The Court then assesses a range of additional factors (called “future needs” factors) under section 75(2) of the Family Law Act 1975 (“the Act”). These factors take into account such matters as the age and state of health of each of the parties, physical and mental capacity of each of the parties for appropriate gainful employment, whether each party has superannuation and a range of other factors detailed under section 75(2) of the Act. In other words, this section refers to the needs of each party, both now and in the future.
The final step for the Court is to stand back and consider whether the proposed orders are “just and equitable” – that is whether they are fair to both parties in all the circumstances.
Inheritances are not necessarily included in the asset pool available for division (step 1) – a determining factor is timing.
Inheritances Received by a Party During the Marriage
In general, inheritances received by a party while still married are treated as a financial contribution to the joint assets made by the party who received the inheritance (provided of course that the inheritance was actually applied to the benefit of the parties)

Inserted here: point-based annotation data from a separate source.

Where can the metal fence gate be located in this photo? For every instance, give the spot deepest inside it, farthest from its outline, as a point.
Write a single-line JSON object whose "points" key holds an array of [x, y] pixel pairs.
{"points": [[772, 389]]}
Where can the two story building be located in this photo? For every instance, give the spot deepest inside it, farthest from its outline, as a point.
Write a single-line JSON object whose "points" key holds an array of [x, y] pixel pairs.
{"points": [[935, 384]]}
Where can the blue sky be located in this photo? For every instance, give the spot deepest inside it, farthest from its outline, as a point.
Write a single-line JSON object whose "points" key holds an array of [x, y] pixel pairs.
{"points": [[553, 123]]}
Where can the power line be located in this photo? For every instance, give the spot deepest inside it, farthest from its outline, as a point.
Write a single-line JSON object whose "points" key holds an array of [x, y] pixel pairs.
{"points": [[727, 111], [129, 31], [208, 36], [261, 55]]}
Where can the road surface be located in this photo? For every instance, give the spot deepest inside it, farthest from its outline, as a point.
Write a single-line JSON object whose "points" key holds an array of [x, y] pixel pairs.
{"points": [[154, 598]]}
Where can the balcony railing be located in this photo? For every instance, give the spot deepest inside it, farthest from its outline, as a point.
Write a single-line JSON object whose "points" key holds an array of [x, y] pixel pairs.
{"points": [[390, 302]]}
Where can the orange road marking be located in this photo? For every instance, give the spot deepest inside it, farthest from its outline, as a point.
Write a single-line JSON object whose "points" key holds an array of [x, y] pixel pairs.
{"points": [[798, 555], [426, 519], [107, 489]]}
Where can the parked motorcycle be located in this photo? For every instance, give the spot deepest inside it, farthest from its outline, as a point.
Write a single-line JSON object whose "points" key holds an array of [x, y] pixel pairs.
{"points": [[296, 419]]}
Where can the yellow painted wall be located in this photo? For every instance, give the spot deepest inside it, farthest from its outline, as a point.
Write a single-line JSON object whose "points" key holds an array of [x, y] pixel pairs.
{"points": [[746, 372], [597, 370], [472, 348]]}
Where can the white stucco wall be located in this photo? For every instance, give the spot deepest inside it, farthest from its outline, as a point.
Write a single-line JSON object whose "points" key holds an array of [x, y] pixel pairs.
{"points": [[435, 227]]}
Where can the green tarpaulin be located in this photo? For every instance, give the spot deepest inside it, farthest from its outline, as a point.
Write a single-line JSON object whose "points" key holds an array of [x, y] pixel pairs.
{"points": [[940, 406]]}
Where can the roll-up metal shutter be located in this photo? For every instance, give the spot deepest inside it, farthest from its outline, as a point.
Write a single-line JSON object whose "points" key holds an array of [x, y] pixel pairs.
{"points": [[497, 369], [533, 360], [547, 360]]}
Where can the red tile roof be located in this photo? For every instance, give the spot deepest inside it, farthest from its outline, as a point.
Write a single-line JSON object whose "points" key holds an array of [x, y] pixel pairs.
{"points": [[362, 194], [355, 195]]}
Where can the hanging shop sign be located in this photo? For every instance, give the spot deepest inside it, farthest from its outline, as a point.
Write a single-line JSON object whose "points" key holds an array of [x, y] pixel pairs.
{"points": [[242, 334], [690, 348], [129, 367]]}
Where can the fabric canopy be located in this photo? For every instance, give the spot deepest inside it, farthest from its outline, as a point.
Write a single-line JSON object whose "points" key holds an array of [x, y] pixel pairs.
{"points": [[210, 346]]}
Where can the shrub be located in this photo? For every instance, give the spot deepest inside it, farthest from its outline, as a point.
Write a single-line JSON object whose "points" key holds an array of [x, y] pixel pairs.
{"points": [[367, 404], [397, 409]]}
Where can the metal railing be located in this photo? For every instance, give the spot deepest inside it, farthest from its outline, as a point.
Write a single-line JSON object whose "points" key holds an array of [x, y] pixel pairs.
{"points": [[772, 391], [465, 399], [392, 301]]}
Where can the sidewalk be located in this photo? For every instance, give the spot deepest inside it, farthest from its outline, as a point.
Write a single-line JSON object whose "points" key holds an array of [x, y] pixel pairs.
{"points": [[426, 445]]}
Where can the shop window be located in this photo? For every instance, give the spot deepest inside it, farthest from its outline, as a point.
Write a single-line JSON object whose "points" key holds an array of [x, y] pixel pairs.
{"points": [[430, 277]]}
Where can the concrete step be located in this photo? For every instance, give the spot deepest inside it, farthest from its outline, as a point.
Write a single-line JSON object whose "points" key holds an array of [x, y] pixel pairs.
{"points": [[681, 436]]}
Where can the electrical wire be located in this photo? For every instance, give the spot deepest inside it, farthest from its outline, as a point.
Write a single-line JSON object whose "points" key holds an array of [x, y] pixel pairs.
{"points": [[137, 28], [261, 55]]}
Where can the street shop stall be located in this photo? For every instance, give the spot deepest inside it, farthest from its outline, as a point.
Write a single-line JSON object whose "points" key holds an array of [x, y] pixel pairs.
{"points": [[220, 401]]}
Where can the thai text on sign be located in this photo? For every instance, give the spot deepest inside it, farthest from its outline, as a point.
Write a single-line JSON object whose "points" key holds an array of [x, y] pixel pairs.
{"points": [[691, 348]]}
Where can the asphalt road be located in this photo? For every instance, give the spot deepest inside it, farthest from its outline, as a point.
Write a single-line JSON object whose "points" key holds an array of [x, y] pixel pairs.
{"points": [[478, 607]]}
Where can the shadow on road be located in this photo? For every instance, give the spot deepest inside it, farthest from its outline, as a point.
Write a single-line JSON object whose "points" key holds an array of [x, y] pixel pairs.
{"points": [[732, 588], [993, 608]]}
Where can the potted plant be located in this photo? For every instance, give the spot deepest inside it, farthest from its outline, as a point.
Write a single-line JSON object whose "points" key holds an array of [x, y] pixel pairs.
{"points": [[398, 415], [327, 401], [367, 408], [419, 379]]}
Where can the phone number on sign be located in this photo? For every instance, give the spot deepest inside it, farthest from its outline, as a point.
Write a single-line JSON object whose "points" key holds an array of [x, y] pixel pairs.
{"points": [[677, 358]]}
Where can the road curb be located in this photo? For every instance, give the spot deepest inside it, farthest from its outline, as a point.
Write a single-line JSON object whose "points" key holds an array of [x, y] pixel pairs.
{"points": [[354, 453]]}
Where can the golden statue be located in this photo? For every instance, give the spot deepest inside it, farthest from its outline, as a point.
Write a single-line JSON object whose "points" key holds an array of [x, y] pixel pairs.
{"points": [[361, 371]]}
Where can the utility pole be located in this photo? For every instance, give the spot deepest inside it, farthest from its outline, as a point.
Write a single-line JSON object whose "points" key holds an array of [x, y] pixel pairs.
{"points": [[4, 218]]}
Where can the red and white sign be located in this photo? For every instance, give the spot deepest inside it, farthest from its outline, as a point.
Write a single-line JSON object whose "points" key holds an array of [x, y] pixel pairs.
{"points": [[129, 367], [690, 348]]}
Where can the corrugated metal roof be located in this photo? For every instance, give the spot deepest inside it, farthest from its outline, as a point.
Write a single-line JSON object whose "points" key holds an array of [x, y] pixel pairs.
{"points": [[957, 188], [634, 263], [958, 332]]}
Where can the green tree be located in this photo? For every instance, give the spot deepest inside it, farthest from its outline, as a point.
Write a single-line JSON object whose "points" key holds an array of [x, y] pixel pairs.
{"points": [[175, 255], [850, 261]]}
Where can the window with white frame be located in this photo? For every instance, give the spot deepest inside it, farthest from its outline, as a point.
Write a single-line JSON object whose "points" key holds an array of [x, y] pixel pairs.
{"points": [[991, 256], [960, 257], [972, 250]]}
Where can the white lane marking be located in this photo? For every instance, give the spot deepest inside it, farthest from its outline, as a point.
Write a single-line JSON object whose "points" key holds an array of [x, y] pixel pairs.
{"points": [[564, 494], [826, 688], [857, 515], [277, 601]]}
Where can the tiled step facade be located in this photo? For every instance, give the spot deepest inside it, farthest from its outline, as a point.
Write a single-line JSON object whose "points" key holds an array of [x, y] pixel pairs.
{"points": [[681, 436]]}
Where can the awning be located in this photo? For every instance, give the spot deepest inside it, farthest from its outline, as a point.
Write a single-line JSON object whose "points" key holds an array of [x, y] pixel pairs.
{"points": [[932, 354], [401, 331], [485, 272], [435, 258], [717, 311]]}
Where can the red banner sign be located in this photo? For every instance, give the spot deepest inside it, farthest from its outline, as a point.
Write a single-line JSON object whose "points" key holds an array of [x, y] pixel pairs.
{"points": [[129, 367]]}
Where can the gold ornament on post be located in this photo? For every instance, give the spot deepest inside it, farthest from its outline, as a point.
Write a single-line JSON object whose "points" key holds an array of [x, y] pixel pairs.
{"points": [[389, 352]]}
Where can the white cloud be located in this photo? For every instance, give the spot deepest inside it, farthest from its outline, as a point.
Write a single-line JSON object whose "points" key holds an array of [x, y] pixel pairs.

Again, a material factor is timing. Inheritances received at the beginning of the marriage may be categorised as initial financial contributions of the beneficiary spouse. However, the impact of that initial contribution may be diminished by subsequent contributions over a long period – for example a party working for thirty years after the inheritance was received and paying off the mortgage in so doing. Such initial contributions may therefore have little or no effect on the percentage division of the property pool in a long marriage. The same principle applies to inheritances received early in a long marriage – say, in the first five years of a forty year marriage. Depending upon the actual amount of that inheritance, it is likely that the subsequent 35 years of contributions will erode the significance of the inheritance received in the early years of the marriage.
Inheritance monies that have been received and spent are not available for division because they no longer exist. However, the fact (and benefit) of that inheritance may still be taken into account as a financial contribution made by the receiver of the inheritance. This may have the effect of increasing the beneficiary’s percentage entitlement to existing property available for division. That is, the beneficiary contributed more and therefore will leave the marriage with more – again, depending upon whether the inheriting party used the monies to benefit the parties. If, for example, the inheriting party spent the monies on a round-the-world trip for themselves alone, that would not be a financial contribution made by them for the benefit of the parties.
Inheritances Received by a Party Late in the Marriage
Inheritances received late in the marriage or after separation will usually not be included in the assets of the parties. The general approach of the court has been to have two asset pools – one being the matrimonial assets and liabilities, and the other being the inheritance monies (or property purchased with the inheritance monies) pool. This two pool approach does not, however, mean that the inheritance falls into some kind of ‘protected category”.
A late inheritance may be quarantined in the hands of the beneficiary – if division of matrimonial property pool resulted in a fair settlement (step 4). If the matrimonial property pool was too small to result in a fair and equitable settlement, then part or some of the inheritance pool may need to be included in the matrimonial property pool.
Inheritances that come to light after separation, not yet received
An inheritance after separation, but not yet received by the parties, is not property but a financial resource. The practical effect of this is that the inheritance is not available for division. However, the benefit of the inheritance is taken into account as a “future needs” factor (step 3). The beneficiary spouse has a resource that they may draw upon to meet their future needs, whereas the non-beneficiary spouse does not. The non-beneficiary spouse’s percentage of the divisible property pool (depending on the facts) may increase.